PubGene Inc.
- Company type: Privately held
- Industry: Bio-informatics
- Founded: 2001
- Headquarters: Boston, United States
- Area served: Global
- Key people: Eirik Næss-Ulseth (CEO)
- Services: Bioinformatics
- Website: www.pubgene.com

= PubGene =

Bioinformatics company located in Oslo, Norway

PubGene AS is a bioinformatics company located in Oslo, Norway and is the daughter company of PubGene Inc.

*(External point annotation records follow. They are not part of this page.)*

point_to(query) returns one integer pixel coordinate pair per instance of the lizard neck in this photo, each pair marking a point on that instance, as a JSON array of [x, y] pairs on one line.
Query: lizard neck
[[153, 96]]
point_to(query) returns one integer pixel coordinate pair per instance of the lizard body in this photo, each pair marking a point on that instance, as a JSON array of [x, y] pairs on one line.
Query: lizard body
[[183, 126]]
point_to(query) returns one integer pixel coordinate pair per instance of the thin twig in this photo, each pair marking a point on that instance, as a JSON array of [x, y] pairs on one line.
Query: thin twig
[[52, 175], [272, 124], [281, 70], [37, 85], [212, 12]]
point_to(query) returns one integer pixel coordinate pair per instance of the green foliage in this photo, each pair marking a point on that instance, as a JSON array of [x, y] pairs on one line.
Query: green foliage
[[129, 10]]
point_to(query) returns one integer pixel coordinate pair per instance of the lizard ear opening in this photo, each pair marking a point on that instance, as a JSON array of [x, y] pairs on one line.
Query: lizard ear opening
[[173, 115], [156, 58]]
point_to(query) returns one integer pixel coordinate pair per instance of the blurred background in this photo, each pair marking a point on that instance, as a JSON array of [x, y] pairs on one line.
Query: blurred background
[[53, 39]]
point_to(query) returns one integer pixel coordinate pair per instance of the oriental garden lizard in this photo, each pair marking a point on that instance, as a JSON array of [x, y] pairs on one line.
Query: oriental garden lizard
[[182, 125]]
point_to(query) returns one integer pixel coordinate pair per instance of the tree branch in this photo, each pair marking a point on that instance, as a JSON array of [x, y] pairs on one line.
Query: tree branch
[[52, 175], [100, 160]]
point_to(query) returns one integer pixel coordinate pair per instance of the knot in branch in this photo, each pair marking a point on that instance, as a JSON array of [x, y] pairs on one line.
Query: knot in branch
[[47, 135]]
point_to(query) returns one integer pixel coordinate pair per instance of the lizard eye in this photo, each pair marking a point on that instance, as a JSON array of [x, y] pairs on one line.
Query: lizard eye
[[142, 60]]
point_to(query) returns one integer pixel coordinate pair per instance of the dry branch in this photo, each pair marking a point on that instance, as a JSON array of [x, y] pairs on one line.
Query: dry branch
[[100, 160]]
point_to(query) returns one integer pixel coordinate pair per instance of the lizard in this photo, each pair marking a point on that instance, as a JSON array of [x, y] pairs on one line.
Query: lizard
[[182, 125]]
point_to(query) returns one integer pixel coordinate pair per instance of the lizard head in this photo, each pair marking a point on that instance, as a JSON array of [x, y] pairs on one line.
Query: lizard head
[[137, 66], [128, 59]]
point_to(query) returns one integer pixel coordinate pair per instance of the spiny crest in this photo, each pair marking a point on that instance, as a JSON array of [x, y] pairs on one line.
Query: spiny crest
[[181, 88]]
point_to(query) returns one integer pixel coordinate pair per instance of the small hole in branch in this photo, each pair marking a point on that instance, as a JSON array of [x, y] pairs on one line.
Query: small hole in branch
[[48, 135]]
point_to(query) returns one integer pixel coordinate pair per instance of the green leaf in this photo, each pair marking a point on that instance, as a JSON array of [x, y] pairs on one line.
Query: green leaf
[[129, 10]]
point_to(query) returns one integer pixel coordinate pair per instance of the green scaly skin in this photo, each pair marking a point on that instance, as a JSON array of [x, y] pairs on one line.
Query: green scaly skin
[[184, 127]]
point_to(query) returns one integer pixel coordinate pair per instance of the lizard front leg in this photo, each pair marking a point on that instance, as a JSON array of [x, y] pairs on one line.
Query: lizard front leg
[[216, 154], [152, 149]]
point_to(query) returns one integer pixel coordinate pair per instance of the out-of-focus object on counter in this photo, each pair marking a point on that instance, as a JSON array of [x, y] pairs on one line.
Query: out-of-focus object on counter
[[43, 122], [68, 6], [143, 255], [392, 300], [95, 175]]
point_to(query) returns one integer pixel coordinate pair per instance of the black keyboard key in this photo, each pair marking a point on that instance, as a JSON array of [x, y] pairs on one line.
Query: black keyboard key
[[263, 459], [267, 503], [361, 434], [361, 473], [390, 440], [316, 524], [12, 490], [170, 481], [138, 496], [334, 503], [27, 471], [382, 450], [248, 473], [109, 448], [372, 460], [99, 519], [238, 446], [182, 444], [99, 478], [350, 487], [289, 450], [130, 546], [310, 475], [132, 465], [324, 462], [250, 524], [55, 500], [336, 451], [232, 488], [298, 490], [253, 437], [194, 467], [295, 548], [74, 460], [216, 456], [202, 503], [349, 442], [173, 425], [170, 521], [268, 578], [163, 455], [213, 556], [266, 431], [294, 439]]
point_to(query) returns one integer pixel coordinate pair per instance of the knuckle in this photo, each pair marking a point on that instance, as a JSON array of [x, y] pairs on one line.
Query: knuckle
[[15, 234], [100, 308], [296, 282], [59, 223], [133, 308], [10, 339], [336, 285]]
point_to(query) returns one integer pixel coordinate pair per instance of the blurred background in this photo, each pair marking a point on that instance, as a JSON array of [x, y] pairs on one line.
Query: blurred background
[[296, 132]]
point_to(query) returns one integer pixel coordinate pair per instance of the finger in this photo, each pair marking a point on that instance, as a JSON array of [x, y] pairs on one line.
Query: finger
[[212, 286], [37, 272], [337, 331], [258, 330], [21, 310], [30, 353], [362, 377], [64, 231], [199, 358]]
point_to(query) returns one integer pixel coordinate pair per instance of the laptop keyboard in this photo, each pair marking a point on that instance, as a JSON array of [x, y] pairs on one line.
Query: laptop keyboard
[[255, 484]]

In 2001, PubGene founders demonstrated one of the first
applications of text mining to research in biomedicine (i.e., biomedical text mining). They went on to create the PubGene public search engine, exemplifying the approach they pioneered by presenting biomedical terms as graphical networks based on their co-occurrence in MEDLINE texts. The PubGene search engine has since been discontinued and incorporated into a commercial product. Co-occurrence networks provide a visual overview of possible relationships between terms and facilitate medical literature retrieval for relevant sets of articles implied by the network display. Commercial applications of the technology are available.

Original development of PubGene technologies was undertaken in collaboration between the Norwegian Cancer Hospital (Radiumhospitalet) and the Norwegian University of Science and Technology. The work is supported by the Research Council of Norway and commercialization assisted by Innovation Norway.

PubGene provides CoreMine Medical as a service open to the public.